Basic Science Research
The Department of Surgery’s research contributes to progress in the surgical field.
Investigative research into the mysteries of how the body functions leads to greater understanding of the interdependency of all medical disciplines.
Heart Valve Research
Historically, the main activities of the Heart Valve Laboratory have been the study the structure and function relationship of heart valve tissues.
Previous approaches to studying heart valve biomechanics have included:
- Selective enzymatic digestion and biomechanical testing
- Materials testing and constitutive modeling
- Histologic and electron microscopy
New areas of investigation have built upon this basic understanding of valve function. The group has explored computational modeling as a tool for the study of soft tissue biomechanics, and tissue engineering as a means of fabricating the complex biological structures directly in the laboratory.

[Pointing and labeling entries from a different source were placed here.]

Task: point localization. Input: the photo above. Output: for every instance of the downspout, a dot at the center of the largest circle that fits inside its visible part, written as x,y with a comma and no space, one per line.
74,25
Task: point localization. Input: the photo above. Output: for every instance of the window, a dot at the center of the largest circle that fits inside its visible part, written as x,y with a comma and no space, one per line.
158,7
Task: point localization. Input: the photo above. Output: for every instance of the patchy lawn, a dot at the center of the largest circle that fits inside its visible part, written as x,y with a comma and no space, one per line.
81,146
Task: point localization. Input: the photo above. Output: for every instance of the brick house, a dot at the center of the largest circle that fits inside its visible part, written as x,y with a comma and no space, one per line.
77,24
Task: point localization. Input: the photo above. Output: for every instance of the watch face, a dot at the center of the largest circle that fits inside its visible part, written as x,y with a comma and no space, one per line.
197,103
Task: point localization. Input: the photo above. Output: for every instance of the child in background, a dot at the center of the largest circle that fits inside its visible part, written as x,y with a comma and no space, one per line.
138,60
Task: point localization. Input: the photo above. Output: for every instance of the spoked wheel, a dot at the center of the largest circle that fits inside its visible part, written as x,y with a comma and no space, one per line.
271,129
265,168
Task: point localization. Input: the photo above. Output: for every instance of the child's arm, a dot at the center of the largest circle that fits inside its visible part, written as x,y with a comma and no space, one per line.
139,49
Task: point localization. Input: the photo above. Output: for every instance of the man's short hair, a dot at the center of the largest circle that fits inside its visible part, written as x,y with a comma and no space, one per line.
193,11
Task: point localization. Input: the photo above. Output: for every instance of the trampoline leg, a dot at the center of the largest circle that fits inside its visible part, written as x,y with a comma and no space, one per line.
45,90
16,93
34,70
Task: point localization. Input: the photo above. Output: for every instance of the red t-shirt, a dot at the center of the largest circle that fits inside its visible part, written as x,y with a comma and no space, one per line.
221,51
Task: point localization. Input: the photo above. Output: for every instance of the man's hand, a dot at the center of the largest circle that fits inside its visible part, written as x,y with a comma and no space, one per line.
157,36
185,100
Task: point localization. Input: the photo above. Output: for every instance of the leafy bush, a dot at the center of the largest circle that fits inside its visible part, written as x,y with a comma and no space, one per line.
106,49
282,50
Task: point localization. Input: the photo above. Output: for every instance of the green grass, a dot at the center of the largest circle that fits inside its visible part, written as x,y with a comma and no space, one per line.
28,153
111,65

Also notable has been the work towards developing tissue-engineered heart valves, using the biological materials found in the natural tissues — elastin, collagen and glycosaminoglycans. These molecules can be synthesized by cells in culture or purified from tissues, then manipulated to mimic the normal structural framework of the aortic valve. This approach is particularly relevant to connective tissues that have limited ability for self-repair, like the cardiac valves.
Organs derived from pigs (xenografts) represent a solution to the severe organ shortage that currently plagues human organ transplantation. The Xenotransplantation Laboratory, led by Mary Kearns-Jonker, PhD, is studying the immunology of xenograft rejection and the application of gene therapy to induce transplantation tolerance.

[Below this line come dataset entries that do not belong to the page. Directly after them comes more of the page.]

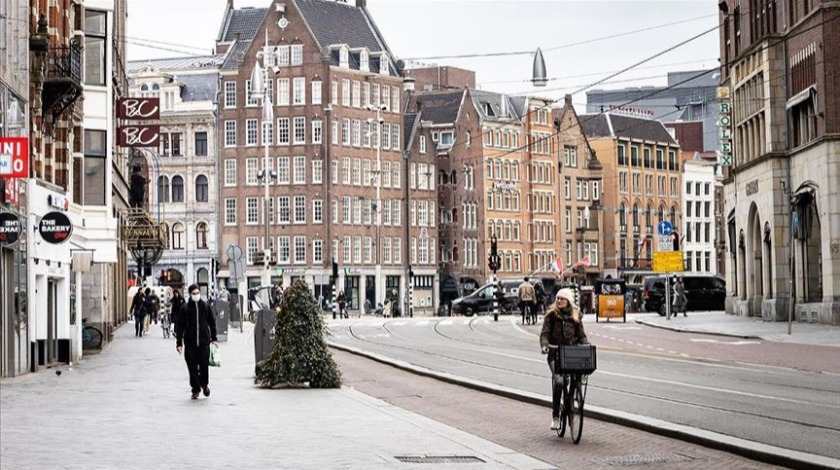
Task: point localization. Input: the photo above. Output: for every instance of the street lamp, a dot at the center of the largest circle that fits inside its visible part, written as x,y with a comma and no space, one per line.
378,207
259,88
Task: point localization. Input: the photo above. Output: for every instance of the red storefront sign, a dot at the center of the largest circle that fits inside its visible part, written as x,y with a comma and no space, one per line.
138,109
138,136
14,157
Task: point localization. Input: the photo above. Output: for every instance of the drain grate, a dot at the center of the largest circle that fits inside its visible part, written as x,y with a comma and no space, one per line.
644,459
438,459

Ongoing research projects include:
- Analysis of immunoglobulin genes used by organ recipients to target transplanted xenografts
- Analysis of the molecular structure of xenoantibody-antigen binding, making use of site-directed mutagenesis and computer modeling
- Development of treatment strategies to prevent graft rejection, including the application of anti-idiotypic antibodies and small molecular inhibitors designed to specifically target the xenoantibody binding site
- The application of gene therapy to induce transplant tolerance
Mesenchymal Stem Cells in Autograft Fibrosis
Chronic rejection is a serious complication of organ transplantation, even in the presence of immunosuppression. Chronic rejection typically results in fibrosis of the graft — the laying down of excess extra cellular matrix until the organ becomes dysfunctional. Despite the widely appreciated magnitude of the problem and the numerous research efforts to control it, effective therapies to control allograft fibrosis are lacking. Fibroblasts are the sole cell type that forms the scar tissue that eventually leads to the dysfunction of the transplanted organs. The mechanisms that control the recruitment, differentiation and proliferation of intragraft fibroblasts are poorly understood. Recent data have suggested that proliferating intragraft fibroblasts are derived from transplant recipients. New findings indicate that mesenchymal stem cells (MSC) play an important role in the development of allograft fibrosis. The long-term goals of the research program are to apply genetic and cellular therapies for chronic rejection of solid organ transplants.